Compassion: I really like the word compassion here. The idea is not only to scope out whether a solution will help, but to consider all stakeholders when deciding what to work on. The scale of the problem — say, measured as a percentage of the 51 billion tons of CO2 we emit annually — is only one aspect. Carefully defining and considering all stakeholders (including workers and surrounding communities) is critical.
Cost: This is obviously important. Cost considerations should also include system-wide incentives, which is what Bill Gates tries to get at when computing green premiums.
Cupidity: I would reframe this as “solution greed”. If I tackle one problem (I want to solve it), does it allow me to tackle others (can I solve more)? A less individualistic wording here might be “How scalable is my solution? Does it only solve this problem or can it also solve others?”
Conformability: I would reframe this as “Can I get buy in?” What do the key stakeholders of a problem need to trust my solution? This has a compounding effect. Solving that first problem helps break the inertia within organizations; a willingness to try solving the next problem is important to scaling and effecting systemic change.
Returning to our steel example, I would argue that cost, cupidity, and — perhaps surprisingly — conformability are the key factors that would drive the successful application of ML to reducing emissions.
Take conformability as an example. Does the person responsible for the furnace want to reduce its emissions? In my experience, the answer is typically “no” — unless she is properly incentivized. Another, potentially smaller, problem where the stakeholders are properly incentivized may be a better first project. Success in the smaller project could then be leveraged to incentivize the furnace owner to fully buy in.

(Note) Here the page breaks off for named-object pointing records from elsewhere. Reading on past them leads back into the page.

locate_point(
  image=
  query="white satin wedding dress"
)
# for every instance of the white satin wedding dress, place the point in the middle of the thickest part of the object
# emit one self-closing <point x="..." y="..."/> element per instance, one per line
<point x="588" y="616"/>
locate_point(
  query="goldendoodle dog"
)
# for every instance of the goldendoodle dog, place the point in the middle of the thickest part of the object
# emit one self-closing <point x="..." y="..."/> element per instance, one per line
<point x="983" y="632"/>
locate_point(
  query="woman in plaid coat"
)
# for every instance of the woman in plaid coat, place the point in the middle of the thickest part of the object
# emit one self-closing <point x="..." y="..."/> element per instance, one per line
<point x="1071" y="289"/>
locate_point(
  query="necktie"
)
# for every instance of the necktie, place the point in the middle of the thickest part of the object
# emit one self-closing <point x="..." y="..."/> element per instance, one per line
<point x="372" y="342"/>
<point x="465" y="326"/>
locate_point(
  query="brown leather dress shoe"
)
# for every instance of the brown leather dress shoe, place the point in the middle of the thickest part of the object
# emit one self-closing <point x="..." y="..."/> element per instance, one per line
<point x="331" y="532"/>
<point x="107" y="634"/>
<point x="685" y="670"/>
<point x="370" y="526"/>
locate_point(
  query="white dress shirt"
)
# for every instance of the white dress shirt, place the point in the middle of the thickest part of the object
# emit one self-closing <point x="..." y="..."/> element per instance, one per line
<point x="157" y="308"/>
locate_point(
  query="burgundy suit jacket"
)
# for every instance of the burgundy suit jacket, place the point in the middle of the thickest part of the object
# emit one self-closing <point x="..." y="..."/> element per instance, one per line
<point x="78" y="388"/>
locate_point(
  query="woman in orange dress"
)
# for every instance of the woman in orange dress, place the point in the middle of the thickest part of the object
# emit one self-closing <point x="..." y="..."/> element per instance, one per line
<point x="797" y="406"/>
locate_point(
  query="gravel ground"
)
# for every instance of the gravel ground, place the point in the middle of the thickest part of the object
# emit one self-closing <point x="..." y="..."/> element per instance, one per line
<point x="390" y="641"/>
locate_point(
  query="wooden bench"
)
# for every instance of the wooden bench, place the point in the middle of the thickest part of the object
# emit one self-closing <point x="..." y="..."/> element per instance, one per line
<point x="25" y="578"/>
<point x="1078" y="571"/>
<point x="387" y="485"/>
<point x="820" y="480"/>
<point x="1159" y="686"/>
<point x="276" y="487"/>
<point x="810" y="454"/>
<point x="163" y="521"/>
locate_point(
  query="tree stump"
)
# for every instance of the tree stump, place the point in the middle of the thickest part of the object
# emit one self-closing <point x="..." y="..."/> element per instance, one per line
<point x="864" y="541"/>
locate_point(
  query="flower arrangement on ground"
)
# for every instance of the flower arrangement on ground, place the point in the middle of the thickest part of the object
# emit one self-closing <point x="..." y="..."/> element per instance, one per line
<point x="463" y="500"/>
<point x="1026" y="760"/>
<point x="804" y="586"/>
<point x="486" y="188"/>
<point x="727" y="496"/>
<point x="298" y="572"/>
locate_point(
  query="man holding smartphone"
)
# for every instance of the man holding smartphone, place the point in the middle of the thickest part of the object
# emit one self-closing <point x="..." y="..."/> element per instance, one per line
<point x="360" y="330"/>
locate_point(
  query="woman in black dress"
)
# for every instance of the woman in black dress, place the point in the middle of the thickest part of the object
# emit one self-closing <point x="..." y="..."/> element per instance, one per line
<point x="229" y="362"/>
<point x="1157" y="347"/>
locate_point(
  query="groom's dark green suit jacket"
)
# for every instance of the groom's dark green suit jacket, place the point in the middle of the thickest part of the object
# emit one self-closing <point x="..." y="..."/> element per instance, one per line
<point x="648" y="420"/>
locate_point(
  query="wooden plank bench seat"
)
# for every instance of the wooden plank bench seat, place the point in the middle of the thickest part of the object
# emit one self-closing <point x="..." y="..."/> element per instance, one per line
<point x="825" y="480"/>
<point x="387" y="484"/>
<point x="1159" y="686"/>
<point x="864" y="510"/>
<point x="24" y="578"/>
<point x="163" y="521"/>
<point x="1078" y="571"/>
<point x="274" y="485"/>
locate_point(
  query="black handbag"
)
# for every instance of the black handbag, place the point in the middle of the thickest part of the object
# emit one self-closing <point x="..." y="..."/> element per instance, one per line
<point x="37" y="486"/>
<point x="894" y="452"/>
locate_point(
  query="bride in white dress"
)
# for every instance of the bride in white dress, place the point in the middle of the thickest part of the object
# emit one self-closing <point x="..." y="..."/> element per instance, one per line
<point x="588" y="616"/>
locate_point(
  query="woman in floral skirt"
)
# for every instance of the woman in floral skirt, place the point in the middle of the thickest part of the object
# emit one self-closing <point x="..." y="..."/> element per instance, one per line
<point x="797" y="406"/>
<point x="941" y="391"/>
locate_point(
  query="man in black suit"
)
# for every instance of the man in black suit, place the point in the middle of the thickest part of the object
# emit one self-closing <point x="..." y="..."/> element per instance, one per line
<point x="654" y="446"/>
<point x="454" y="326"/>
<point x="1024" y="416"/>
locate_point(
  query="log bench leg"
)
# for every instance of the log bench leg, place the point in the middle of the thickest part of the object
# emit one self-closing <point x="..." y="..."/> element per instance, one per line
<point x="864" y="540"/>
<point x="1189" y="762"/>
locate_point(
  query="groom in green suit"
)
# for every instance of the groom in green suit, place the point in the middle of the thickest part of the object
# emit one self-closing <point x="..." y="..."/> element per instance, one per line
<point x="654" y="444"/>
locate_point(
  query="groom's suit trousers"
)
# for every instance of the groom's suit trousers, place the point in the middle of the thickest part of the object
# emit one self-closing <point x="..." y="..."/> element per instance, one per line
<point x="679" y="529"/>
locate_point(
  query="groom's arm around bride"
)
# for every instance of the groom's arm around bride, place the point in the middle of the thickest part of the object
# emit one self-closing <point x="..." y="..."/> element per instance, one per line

The sensible approach highlighted a problem worth solving. That’s a good thing. But actually solving the problem requires a broader, more inclusive approach. The criteria above can help in this effort. In the end, this directly affects whether ML becomes a “silver bullet” or a less “exciting” but critical solution — it depends on the choice of the problem.
Sometimes energy can rank higher, depending on how you estimate emissions. Either way, manufacturing and energy both correspond to a quarter to a third of anthropogenic emissions each. ↩
- Davenport, T. H., & Ronanki, R. (2018). Artificial intelligence for the real world. Harvard Business Review, 96(1), 108–116.
- Webb, W. B. (1961). The choice of the problem. American Psychologist, 16(5), 223.